5.   I have disclosed, based on my most recent evaluation of internal control over financial reporting, to the registrant’s auditors and the audit committee of the registrant’s board of directors (or persons performing the equivalent functions):  

a)All significant deficiencies and material weaknesses in the design or operation of internal control over financial reporting which are reasonably likely to adversely affect the registrant’s ability to record, process, summarize and report financial information; and  

b)Any fraud, whether or not material, that involves management or other employees who have a significant role in the registrant’s internal control over financial reporting.  

 

 

 

 

Date: May 15 , 2013

 

/s/ Shing Tao

 

Shing Tao

Chief Executive Officer (Principal Executive Officer, Principal Financial Officer and Principal Accounting Officer)

 

A signed original of this written statement required by Section 302, or other document authenticating, acknowledging, or otherwise adopting the signature that appears in typed form within the electronic version of this written statement required by Section 302, has been provided to Remark Media, Inc. and will be retained by Remark Media, Inc. and furnished to the Securities and Exchange Commission or its staff upon request. 

 


Exhibit 32.1  

 

Certification pursuant to Title 18 of the United States Code Section 1350,  

as adopted pursuant to Section 906 of Sarbanes-Oxley Act of 2002  

 

CERTIFICATION PURSUANT TO  

RULE 13a-14(b) UNDER THE SECURITIES EXCHANGE ACT OF 1934  

AND 18 U.S.C. SECTION 1350,  

AS ADOPTED PURSUANT TO  

 

SECTION 906 OF THE SARBANES-OXLEY ACT OF 2002  

 

In connection with this   Quarterly Report on Form 10- Q   of Remark Media, Inc. (the “Company”) for the quarter ended March 31, 2013 , as filed with the Securities and Exchange Commission on the date hereof (the “Report”), I, Shing Tao, Chief Executive Officer of the Company, certify, to the best of my knowledge, pursuant to Rule 13a-14(b) under the Securities Exchange Act of 1934 and 18 U.S.C. Section 1350, as adopted pursuant to Section 906 of the Sarbanes-Oxley Act of 2002, that:  

 

 

(1)

The Report fully complies with the requirements of Section 13(a) or 15(d) of the Securities Exchange Act of 1934; and

 

(2)

The information contained in the Report fairly presents, in all material respects, the financial condition and results of operations of the Company.

 

 

 

 

 

 

 

 

 

 

 

 

 

 

 

May 15 , 2013

 

 

 

 

 

By:

/s/ Shing Tao

 

 

 

 

 

 

Shing Tao

 

 

 

 

Chief Executive Officer (Principal Executive Officer, Principal Financial Officer and Principal Accounting Officer)

 

 

 

The foregoing certification is being furnished solely pursuant to 18 U.S.C. Section 1350 and is not being filed as part of the Report or as a separate disclosure document.
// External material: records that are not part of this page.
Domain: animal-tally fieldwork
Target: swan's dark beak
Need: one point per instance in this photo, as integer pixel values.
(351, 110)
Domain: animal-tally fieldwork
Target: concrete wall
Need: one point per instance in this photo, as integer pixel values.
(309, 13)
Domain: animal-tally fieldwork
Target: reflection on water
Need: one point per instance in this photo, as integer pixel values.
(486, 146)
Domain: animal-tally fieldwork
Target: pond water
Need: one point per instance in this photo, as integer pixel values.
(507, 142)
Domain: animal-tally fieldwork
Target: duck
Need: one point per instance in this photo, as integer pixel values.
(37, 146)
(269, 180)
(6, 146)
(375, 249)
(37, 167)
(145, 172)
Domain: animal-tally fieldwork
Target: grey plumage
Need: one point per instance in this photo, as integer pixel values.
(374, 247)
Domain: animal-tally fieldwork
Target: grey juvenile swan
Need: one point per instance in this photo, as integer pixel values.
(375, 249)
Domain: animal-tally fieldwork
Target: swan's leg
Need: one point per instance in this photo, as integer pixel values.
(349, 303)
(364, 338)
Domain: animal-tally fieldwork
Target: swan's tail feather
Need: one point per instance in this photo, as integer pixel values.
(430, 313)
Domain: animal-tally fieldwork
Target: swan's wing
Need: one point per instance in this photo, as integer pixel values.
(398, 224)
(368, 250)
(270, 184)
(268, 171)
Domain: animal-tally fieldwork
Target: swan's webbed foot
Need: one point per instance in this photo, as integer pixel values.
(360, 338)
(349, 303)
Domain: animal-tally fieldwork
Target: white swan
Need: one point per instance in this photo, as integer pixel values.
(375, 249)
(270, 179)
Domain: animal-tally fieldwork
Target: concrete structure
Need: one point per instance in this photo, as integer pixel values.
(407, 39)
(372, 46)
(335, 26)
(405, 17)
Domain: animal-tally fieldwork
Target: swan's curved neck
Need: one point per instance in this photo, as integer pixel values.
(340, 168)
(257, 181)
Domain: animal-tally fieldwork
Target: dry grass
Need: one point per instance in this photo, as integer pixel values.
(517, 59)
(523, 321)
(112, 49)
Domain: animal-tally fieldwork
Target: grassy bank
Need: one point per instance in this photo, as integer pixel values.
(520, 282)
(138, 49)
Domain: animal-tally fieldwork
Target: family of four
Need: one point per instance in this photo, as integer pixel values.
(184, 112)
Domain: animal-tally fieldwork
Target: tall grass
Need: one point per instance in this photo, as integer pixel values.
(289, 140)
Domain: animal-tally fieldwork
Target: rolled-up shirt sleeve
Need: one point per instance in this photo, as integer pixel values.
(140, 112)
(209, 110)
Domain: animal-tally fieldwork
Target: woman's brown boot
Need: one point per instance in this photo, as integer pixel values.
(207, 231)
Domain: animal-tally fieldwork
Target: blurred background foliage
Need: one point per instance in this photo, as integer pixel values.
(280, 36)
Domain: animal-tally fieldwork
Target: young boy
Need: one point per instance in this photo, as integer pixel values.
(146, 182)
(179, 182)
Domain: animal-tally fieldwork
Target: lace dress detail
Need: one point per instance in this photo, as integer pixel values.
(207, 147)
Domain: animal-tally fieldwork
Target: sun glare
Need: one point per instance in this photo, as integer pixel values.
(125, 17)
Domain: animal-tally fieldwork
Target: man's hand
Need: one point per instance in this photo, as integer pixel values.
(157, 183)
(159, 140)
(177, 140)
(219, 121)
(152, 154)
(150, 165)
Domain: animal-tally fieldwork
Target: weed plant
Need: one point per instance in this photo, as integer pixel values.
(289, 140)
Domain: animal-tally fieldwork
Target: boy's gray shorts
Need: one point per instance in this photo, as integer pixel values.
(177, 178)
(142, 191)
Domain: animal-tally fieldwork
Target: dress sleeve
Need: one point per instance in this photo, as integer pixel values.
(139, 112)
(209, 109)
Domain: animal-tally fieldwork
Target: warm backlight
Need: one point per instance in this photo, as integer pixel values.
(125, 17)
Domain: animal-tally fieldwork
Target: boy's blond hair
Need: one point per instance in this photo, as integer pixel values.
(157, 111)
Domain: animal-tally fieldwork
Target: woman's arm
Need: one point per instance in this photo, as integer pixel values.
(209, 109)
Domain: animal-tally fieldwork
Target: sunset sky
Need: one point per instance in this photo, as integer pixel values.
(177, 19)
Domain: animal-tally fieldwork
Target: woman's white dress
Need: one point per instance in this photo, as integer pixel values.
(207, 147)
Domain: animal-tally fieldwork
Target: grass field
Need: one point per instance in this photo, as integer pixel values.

This certification shall not be deemed “filed” for purposes of Section 18 of the Securities Exchange Act of 1934 (“Exchange Act”) or otherwise subject to liability under that section. This certification shall not be deemed to be incorporated by reference into any filing under the Securities Act of 1933 or the Exchange Act except to the extent this Exhibit 32 is expressly and specifically incorporated by reference in any such filing.  

 

A signed original of this written statement required by Section 906, or other document authenticating, acknowledging, or otherwise adopting the signature that appears in typed form within the electronic version of this written statement required by Section 906, has been provided to Remark Media, Inc. and will be retained by Remark Media, Inc. and furnished to the Securities and Exchange Commission or its staff upon request.